08 July 2009 quite a few useful points.
As was stated in 2009 and recent post.
There are 'limits to drilling clay' that will evidently result in gumbo.
Cause and effect that in fact can be quite readily determined and evaluated.
We know this because in the late 90's we could not figure or understand out why Unocal and others could drilling top hole (predominantly claystone) so fast. e.g. typically deepwater 17 1/2" (slender well sections) at 80-110m/hr, as this was the max limits where above drillers had noted problem then tended to result.
This was for Sedco 600 and 601 2nd gen semi's with limited pumping capacity i.e 1400hp mud pumps.
To analyse this I created a simple Mathcad top hole drilling model to see where limits were based on 4-6% by cuttings concentration that historic books have stated is the limit for clay drilling) that I still use today. The limits predicted not surprisingly tied in with what the drillers wells ROP limits as experienced.
From the model therefore we can state (quite conservatively) what APWD EMW will result (note: this evidently changes as will max ROP permissible as section deepens. Where as section length increases ROP will likley may have to be cut back as hole cleaning and bottoms up times becomes more increasing difficult.)
If we don't account for this (note we see very little drilling programs stating this) then we are simply asking for problems to result.
Above these limits? drillers informed us they started to have mud balls, mud rings, gumbo events etc. So rest assured there are 'soft problem' limits when drilling clay. Mud rings, mud balls, pack offs gumbo etc.
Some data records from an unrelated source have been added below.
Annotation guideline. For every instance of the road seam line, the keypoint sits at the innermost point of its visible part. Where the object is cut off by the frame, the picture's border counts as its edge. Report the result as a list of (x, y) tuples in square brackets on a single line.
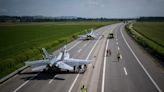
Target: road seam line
[(52, 79), (104, 67), (86, 59), (155, 84)]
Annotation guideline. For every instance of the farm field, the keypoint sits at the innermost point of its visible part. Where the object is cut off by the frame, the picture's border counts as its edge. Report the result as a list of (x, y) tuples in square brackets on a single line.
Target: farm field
[(22, 41), (152, 30)]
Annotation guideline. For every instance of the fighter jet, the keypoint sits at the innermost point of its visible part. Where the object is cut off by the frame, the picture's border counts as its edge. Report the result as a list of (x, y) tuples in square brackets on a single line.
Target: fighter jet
[(61, 62), (89, 36)]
So if your rig has bigger mud pumps with more HHP psi and pump rate capabilities, the max ROP is likely far higher.
If you are drilling a 26in top hole ROP's are likely halved.
i.e. 40-60m/hr max at same pump rate i.e. 900-1000gpm.
Rest assured Gumbo does not simply just happen. It is evidently caused by drillers not understanding what causes and effects the problem.
Therefore understand the evident causes, that today one can readily measure downhole conditions i.e. with a APWD sub, to stay in full control, drill at the max limits predicted, and prevent versus cure what often results w.r.t soft claystone.
Wishing you success on future wells.